Still on an Identity Politics buzz, this recent interview with Nayland Blake at The Brooklyn Rail really dilated my pupils.
I had caught his show at Matthew Marks the day before I read this interview, and while the exhibition did not do much for me, I am the glad the show was scheduled at the same time as The New Museum’s 1993.
A while back, I was given a copy of Art Criticism and Other Short Stories, a collection of fan fiction on contemporary art figures edited by Helen Reed. One story that sticks out in memory was by L.A.-based Onya Hogan-Finlay asking “What would Lee Lozano do?”
Lee Lozano was a NY-based minimalist abstract painter, but has become far more infamous for her two Conceptual boycotts. First boycotting all activities related to the NY Art World, General Strike Piece (1969), she then, at the rise of the American Feminism movement, began boycotting all women, Decide to Boycott Women (1971). What started as a one month experiment eventually lasted until the end of her life in 1999. While how full proof this was, I cannot know, but by accounts, Lozano seemed pretty serious.
Refusing to participate in the art world as a gesture of resistance against capitalism, her refusal to speak or engage with women was embodied as a gesture of resistance against “patriarchy’s brutal gendering of the world.” (Read more from Helen Molesworth.) Her position of refusal is a powerful gesture, as it implies choice.
Hogan-Finlay’s project was in reference to the Michigan Womyn’s Music Festival’s ban on all non cis-gendered women. These actions by the women-only festival and its ban on transgendered women has resulted in calls for boycott of the festival itself from musicians in support of transgendered rights. Hogan-Finlay’s story partly recounts wandering the festival grounds holding a sign that read: What would Lee Lozano do? She has also completed a coinciding video work on the same subject matter that was included in After My Own Heart at Oakville Galleries about the history of feminism’s engagement with utopia.
I didn’t find the answer obvious at first, but I can’t imagine Lozano would do anything at all. If Lozano’s initial impulse of boycotting all women was to improve communication between women, the project has failed if we measure it against Michigan.
It was something in this recent article on Shulamith Firestone, as problematic as its take on mental illness is, that brought me back to thinking about Lozano. Near the end of her life, Firestone, a pioneering revolutionary on radical feminism, refused to engage in any conversation on feminism. While some can read this as an abject failure of feminism, or a result of Firestone battling mental illness, I read Firestone’s position in a different light.
While Lozano was arguably more proactive in her refusal to engage, their collective refusal rumbled something deeper.

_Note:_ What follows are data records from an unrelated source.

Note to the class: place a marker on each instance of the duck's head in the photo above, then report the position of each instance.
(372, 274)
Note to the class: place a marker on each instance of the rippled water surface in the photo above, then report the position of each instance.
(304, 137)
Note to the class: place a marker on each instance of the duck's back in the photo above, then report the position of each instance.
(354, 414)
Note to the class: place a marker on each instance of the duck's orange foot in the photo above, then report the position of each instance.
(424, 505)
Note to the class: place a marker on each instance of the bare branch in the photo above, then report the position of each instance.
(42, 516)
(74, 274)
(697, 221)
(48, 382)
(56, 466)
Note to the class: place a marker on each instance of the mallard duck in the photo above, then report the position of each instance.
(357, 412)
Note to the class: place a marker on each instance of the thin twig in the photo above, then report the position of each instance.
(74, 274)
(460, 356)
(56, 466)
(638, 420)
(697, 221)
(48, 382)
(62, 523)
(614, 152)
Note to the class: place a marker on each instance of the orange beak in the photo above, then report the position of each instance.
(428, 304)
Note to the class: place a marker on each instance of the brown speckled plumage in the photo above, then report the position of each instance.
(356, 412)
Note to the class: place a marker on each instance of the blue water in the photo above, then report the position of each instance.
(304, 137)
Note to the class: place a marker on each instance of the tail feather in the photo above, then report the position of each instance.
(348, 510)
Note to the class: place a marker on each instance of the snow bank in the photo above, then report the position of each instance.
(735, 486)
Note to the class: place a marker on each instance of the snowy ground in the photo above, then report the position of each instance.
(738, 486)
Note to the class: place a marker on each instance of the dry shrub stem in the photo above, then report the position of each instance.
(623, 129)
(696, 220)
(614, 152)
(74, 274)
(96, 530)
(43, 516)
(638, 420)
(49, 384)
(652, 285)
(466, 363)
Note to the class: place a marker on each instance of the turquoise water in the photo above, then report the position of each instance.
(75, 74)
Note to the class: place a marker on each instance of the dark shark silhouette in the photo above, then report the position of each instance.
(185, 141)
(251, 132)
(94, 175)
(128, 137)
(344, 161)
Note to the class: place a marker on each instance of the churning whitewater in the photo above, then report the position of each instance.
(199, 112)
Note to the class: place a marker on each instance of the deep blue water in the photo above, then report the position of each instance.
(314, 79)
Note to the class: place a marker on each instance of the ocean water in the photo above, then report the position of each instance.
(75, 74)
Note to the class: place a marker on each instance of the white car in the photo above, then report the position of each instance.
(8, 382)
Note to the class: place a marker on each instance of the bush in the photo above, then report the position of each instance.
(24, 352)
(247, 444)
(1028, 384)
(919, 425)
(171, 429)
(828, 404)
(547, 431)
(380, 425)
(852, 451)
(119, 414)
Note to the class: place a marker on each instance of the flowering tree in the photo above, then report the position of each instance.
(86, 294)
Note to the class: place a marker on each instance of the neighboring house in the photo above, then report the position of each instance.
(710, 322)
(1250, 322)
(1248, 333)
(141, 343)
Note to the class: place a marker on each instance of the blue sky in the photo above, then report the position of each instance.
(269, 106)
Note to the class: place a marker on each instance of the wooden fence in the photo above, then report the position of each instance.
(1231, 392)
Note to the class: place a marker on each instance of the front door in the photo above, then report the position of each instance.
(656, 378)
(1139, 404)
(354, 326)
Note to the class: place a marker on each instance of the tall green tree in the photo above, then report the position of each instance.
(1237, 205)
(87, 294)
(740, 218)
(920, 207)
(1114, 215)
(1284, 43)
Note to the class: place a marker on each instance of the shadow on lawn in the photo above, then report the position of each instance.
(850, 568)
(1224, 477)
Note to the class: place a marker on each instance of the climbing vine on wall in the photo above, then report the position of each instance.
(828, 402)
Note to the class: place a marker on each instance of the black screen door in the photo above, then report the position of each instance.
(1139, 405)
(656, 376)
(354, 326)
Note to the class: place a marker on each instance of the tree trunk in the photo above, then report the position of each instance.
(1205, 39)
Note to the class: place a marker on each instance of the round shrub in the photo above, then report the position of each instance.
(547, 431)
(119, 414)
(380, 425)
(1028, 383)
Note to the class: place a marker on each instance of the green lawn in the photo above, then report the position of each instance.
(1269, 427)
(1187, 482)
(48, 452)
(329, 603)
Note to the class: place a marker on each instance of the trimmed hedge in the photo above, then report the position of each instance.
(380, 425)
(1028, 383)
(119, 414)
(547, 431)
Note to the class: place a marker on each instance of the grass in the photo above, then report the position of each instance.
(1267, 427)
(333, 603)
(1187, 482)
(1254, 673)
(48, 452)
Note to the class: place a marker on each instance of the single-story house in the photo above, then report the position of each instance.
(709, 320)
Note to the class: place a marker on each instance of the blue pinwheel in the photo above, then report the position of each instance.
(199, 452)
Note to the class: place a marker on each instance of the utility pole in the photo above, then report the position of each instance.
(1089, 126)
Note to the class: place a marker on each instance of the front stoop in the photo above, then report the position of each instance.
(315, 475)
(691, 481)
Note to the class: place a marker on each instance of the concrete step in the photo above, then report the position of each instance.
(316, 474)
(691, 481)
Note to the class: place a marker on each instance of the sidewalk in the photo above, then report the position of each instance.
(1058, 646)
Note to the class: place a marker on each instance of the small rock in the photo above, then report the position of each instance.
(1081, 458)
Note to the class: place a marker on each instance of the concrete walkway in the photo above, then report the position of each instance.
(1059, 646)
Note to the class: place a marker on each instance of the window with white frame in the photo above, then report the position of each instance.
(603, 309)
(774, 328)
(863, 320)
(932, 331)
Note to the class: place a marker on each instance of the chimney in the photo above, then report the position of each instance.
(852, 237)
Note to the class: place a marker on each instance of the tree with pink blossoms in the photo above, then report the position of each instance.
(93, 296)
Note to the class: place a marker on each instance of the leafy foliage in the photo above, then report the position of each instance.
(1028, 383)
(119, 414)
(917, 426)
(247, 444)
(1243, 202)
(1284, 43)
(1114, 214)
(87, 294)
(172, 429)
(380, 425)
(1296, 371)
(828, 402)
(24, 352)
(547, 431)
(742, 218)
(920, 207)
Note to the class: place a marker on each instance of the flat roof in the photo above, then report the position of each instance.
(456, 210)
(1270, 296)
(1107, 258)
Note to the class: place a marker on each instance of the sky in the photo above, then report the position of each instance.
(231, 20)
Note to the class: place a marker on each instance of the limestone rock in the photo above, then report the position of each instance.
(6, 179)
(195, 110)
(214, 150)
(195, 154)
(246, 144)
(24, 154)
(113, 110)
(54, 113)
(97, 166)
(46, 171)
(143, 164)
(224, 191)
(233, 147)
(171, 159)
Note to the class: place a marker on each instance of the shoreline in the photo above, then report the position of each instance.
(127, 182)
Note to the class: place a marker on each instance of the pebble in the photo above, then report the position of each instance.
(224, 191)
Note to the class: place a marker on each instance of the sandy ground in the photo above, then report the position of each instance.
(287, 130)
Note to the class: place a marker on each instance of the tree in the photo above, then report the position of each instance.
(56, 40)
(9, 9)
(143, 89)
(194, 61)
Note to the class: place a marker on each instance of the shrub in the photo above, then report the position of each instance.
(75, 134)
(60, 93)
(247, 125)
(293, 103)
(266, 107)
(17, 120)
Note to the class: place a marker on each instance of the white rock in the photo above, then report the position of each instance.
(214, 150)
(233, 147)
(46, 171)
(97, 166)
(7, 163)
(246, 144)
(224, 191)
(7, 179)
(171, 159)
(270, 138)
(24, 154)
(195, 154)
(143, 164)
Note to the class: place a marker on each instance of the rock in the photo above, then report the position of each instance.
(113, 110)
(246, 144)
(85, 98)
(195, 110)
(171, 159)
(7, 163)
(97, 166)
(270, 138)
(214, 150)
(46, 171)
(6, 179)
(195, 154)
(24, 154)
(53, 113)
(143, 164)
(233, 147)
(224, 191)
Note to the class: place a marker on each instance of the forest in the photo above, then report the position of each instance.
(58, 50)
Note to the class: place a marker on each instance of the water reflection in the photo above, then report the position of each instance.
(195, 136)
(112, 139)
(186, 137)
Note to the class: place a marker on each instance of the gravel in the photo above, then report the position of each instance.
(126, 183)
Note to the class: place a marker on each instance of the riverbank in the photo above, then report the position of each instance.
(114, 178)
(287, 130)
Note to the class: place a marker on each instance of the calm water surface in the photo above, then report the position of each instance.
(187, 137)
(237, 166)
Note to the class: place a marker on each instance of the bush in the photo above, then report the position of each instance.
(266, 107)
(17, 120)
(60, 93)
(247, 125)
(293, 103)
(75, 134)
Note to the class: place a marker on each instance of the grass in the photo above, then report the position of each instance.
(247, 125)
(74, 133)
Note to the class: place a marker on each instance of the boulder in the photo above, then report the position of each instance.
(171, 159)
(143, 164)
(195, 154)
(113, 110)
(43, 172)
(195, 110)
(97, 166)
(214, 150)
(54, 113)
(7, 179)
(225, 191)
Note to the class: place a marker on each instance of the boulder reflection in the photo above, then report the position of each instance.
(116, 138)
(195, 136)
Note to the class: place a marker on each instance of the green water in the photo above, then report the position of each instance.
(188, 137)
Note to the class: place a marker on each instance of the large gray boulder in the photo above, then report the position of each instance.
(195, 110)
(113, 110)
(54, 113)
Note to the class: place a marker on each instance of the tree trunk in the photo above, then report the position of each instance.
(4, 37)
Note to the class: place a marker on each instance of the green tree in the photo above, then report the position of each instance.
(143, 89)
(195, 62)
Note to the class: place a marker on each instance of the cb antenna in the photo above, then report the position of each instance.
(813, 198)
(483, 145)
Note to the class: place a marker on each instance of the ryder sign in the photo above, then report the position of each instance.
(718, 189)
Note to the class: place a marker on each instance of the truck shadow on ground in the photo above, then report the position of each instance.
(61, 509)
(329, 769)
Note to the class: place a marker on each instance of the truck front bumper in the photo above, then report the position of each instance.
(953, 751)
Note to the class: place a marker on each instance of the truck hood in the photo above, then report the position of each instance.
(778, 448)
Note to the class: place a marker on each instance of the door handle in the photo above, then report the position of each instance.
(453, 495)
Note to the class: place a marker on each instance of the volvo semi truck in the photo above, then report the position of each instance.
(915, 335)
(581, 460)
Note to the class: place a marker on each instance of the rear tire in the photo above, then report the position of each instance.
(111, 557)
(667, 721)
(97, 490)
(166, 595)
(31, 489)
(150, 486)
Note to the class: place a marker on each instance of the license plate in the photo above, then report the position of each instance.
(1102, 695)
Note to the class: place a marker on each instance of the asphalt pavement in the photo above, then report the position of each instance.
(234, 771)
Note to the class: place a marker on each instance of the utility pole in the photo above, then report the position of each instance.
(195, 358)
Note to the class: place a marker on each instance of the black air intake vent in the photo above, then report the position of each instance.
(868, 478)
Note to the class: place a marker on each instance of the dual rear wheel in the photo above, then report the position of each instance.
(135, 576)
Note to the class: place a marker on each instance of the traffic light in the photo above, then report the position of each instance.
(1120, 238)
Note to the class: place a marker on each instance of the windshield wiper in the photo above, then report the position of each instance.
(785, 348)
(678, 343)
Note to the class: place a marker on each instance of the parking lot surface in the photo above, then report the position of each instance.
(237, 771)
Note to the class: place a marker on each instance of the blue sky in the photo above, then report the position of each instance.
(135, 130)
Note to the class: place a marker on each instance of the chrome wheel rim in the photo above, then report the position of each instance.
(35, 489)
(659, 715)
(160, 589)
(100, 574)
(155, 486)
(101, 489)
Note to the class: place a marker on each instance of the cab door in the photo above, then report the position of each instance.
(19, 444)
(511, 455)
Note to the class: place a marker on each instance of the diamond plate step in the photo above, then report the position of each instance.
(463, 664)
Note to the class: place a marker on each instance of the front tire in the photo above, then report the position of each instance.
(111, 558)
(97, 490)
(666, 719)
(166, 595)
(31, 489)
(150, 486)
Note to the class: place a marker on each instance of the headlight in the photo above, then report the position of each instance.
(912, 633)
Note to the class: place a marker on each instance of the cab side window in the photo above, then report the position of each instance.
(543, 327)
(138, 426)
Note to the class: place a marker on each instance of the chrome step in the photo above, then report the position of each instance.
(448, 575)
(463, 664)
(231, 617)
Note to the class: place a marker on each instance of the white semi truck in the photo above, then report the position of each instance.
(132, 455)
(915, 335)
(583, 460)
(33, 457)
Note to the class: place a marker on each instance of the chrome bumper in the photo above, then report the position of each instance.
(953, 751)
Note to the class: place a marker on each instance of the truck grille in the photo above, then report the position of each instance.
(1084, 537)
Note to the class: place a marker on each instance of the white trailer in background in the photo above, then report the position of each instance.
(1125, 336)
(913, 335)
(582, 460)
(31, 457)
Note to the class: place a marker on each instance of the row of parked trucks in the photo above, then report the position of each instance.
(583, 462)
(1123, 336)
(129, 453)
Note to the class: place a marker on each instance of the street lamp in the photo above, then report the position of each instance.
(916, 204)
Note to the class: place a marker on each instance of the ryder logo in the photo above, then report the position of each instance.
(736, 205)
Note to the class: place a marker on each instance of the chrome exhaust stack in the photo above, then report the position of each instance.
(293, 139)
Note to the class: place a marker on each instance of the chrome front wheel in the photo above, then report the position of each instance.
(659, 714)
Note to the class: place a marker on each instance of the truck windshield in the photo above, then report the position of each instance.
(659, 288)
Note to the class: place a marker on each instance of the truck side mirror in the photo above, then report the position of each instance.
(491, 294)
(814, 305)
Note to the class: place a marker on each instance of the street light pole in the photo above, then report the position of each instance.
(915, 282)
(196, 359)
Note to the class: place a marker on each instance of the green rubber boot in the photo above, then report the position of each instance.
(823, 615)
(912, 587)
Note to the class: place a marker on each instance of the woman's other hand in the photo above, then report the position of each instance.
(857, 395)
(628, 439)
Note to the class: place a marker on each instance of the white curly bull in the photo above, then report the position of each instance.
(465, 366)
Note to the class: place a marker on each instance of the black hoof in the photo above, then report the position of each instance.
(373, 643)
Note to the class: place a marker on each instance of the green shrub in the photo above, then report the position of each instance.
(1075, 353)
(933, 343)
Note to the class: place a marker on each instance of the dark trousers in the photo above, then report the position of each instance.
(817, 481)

Women tearing each other down and excluding each other (socially, professionally and otherwise) has not subsided, especially between self-identified feminists of all ages. Firestone was ejected from the movement she founded for having “male ambitions” and other power-related positions that her usurpers eventually took on, but the issues then as they are now are refractions of the gender binary that does not allow for generative overlap.